The movement claims to have the secret support of many Taliban members, who it says will switch allegiances in massive numbers if the movement is seen to have powerful backing. Kasib says a peaceful transition of power can happen if the movement's followers first take control of a major Afghan city. They say they believe others will then defect.

A man claiming to be a Taliban commander, who asked to remain anonymous, told our correspondent in Pakistan that he had secretly crossed the border from Afghanistan for negotiations with the National Solidarity Movement. He says the situation on the ground is changing rapidly and that he speaks for 2,000 Taliban members who are willing to defect.

He says he is confident that what he called a "silent majority" in Afghanistan is against the Taliban. But he warned that the Taliban would try to use the U.S.-led attacks against Afghanistan to rally patriotic support. He said most Afghans are against terrorism and suspect that Osama bin Laden was, indeed, involved in last month's attacks against America. Most Afghans, he says, want bin Laden and his extremist supporters to leave the country.

He said Afghans might be accepting of carefully targeted attacks against bin Laden and those suspected of being terrorists, but he warned that the antiterrorism coalition must be careful not to appear to be seen as striking against the Afghan people.

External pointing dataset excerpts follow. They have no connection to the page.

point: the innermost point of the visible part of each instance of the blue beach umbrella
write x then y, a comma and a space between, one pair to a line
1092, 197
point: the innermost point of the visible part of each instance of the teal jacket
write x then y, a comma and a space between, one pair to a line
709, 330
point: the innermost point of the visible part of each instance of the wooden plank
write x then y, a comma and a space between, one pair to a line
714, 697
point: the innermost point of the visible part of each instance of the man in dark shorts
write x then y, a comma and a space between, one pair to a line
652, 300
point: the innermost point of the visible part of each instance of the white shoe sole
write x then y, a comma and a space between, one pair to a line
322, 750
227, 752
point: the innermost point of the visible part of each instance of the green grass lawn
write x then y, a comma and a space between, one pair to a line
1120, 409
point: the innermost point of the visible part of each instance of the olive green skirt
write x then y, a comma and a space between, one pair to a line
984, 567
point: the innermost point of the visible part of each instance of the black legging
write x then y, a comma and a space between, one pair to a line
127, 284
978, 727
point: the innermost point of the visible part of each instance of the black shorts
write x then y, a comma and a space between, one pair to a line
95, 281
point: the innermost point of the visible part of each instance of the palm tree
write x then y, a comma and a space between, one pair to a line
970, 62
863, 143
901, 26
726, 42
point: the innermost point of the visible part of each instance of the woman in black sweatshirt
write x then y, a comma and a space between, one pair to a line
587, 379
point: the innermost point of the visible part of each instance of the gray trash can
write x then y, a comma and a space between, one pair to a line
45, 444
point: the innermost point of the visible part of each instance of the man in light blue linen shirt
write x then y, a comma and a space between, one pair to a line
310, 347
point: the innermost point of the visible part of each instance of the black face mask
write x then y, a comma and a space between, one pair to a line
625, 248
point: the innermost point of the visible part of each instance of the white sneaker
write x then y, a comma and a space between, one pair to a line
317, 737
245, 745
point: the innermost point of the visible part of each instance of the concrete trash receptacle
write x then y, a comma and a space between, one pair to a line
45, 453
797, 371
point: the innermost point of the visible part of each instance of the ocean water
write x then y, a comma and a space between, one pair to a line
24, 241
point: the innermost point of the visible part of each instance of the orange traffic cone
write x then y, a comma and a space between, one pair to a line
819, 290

"Most of the people who are educated and love their country naturally have a desire to bring about a change and their natural desire is for freedom. They would prefer to join the ranks of such parties as Yasin Kasib's party, but now they are forced to work with the Taliban. At the moment they have no other choice, but once such a choice emerges, they will definitely join such groups."

Kasib says the Northern Alliance has made overtures toward the National Solidarity Movement, but that so far the movement has refused any talks.

However, Zahir Shah has said he intends to soon convene a traditional Afghan supreme council, called a loya jirga, of all sections of Afghan society to elect a transitional government to replace the Taliban.

Kasib said his movement would attend such a meeting, even if the Northern Alliance were present.